In their depositions regarding care for Terri and their views of what treatment is appropriate and necessary, they have consistently stated that Terri's life under these circumstances brings them joy. They have also admitted they would have disregarded Terri's wishes if they were inconsistent with their own as the type of intervention they would require for themselves is beyond extraordinary (even if it would put the rest of their family at risk for financial ruin). Apparently what matters to the Schindlers most is their own personal happiness and satisfaction, not Terri, her life, her happiness, or even the possibility of her suffering.
Question: Well, in your mind, does there come a point in time when the experience of discomfort or pain on the part of the patient become a factor in deciding whether to remove life support?
Mary Schindler: No.[Mary Schindler's deposition 12Aug99; page 39, line 16]
There are those who claim removal of life support is the same as execution.
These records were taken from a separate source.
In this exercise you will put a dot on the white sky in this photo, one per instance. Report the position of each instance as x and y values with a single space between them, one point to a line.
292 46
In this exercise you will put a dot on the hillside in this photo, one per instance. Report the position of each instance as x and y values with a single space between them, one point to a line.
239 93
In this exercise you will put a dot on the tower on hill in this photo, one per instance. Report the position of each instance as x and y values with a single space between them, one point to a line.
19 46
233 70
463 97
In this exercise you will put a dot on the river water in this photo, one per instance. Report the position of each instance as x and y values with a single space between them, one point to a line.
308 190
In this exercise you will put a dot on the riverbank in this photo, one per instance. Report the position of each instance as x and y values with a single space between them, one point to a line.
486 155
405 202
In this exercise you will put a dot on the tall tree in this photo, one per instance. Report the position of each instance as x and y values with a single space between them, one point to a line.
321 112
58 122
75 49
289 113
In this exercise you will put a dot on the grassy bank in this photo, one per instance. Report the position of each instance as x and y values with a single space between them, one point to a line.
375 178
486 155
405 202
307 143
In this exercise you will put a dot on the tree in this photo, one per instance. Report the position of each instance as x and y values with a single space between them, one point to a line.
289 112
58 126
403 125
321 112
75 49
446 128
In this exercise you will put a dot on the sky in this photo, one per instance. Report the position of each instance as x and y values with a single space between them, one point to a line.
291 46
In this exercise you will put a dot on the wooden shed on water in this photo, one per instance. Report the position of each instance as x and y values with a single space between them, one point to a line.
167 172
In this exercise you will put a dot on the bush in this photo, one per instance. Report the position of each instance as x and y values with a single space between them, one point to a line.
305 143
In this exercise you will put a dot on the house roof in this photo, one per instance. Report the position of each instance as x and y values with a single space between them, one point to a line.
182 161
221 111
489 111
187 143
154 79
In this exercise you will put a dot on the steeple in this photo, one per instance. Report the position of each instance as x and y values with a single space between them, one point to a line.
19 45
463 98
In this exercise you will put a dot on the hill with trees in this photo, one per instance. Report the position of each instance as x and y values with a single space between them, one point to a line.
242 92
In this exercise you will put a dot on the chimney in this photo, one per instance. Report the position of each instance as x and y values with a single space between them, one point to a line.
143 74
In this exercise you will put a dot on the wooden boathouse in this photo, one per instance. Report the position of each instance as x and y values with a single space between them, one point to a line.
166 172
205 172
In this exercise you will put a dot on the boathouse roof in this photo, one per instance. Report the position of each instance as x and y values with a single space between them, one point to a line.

Execution, directly causes a death, withdrawal of life support allows someone to complete the natural dying process which has invasively & artificially been put in a holding pattern. In theory, there is no difference between life support provided by mechanical ventilation and invasive methods of feeding; just as you can make the argument that invasive methods to deliver fluids/nutrition to her organs/cells keep her body functioning, you could make the same argument that mechanical ventilation is the oxygen delivering method when someone cannot breathe on their own.
Going back to the assertions that Schiavo's religious freedom has been compromised. I actually think the extensive court battles to "save" Terri are what has undermined her religious freedom more than anything. Catholics believe that human beings have a soul and that soul could go to Heaven, Purgatory or Hell; it's reasonable to assume that Terri had that same belief. The soul cannot move on until the worldy receptacle for it (the body) has died; as such, Terri's soul has been trapped in a body held hostage to this world via artificial means. Isn't it time to let her soul move on to it's rightful place?